What might serve to justify abortion is an ancient principle long since rejected in theory: we might recognize it best in feudalism or the rights of the pater familias.  In either case, a power of life and death was given up in many cases to a person with some legal responsibility over or for others.  This aspect of feudalism - like many others - is seen as backward and barbaric by most modern commentators, but it is the Roman custom which really draws their ire, as an example of subjugatory patriarchy.

Yet under what other logic can you justify the common refrain, "Leave my body alone!"?  A moralist railing against the capricious whims of the patrician slave-owner or concubine-keeper would be met equally vehemently by an appeal to the custom and to the fact that slave or woman was dependent on him for such well-being as he or she had, and therefore was subservient to him - thus ignoring equally with the abortion advocate the fact that another human is affected by his decisions.

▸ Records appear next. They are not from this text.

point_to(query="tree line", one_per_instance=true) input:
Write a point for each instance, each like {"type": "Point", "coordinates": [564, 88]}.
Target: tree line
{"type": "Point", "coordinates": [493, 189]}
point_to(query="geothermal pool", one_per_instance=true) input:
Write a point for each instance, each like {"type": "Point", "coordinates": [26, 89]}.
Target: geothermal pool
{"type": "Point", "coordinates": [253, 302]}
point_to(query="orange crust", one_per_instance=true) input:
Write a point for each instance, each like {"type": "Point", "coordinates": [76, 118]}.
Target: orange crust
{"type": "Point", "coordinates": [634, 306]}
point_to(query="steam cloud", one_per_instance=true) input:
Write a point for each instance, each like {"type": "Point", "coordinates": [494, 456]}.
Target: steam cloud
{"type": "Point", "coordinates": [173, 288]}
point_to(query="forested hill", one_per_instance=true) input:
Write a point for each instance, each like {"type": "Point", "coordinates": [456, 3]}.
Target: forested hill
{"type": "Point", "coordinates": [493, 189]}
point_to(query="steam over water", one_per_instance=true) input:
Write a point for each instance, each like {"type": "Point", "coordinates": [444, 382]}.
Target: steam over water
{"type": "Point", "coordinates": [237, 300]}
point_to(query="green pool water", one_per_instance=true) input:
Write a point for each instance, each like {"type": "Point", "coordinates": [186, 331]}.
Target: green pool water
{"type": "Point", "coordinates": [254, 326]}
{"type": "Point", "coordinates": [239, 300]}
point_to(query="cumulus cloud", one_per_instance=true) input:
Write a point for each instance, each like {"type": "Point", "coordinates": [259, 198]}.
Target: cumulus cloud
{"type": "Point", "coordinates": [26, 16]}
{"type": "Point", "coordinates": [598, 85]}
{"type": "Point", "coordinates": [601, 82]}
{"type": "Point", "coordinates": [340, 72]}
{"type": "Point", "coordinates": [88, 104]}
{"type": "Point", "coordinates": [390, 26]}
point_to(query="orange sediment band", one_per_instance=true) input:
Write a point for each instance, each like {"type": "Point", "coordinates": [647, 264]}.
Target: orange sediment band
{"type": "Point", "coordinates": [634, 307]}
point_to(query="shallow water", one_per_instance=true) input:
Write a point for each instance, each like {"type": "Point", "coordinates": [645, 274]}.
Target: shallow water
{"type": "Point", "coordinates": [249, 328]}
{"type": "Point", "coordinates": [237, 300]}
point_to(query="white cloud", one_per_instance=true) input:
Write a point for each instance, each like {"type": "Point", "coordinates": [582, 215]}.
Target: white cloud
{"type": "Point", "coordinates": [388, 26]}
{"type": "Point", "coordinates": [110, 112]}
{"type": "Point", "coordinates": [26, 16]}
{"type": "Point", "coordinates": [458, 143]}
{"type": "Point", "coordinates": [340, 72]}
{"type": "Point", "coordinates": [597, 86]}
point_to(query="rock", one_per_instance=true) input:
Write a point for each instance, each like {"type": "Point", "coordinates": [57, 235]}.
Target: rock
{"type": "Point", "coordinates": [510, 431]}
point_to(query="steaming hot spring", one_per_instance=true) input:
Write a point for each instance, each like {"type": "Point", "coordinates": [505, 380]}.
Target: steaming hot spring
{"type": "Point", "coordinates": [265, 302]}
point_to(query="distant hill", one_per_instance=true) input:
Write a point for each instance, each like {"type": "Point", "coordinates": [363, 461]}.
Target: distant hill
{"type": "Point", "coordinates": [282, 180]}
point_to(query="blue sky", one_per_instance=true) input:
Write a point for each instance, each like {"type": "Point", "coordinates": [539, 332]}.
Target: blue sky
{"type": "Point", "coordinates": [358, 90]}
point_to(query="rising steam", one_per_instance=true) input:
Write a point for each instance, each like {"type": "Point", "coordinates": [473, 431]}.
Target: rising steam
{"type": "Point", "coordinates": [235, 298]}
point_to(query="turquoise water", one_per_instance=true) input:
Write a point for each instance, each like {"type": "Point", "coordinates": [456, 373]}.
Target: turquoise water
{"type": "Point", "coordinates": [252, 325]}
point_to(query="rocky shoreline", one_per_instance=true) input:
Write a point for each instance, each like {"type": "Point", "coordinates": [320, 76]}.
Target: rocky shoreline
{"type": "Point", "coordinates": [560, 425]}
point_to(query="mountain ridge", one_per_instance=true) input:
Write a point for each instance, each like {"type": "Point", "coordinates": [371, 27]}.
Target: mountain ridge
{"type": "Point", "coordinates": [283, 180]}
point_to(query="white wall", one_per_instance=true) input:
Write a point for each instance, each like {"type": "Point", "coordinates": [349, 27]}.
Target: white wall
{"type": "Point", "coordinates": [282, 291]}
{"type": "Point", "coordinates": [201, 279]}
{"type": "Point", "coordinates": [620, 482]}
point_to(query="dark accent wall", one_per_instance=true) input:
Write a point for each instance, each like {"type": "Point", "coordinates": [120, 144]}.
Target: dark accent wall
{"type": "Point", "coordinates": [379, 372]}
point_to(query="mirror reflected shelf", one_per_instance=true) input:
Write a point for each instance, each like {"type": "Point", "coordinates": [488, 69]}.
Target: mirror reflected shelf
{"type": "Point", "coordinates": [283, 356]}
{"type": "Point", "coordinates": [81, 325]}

In case you have not yet noticed where I am going with this, let me state my thesis plainly: a justification of abortion can logically only be that of the hypothetical justification of the worst excesses of any other time when some people have power over others by accident of culture or nature.  It is nothing more or less than the justification of power: I have power to do this, therefore I may.

* It is an unfortunate fact that it may sometimes be necessary to take measures to save one person's life, measures by which another person must die.  Where the line lies in medical ethics I am not prepared to dispute, but it is obvious that this is not the situation I am addressing.  Exceptions can be made to a negative: it is very difficult indeed to make exceptions to a positive, as the legal strategists trying to limit abortions bit by bit have found.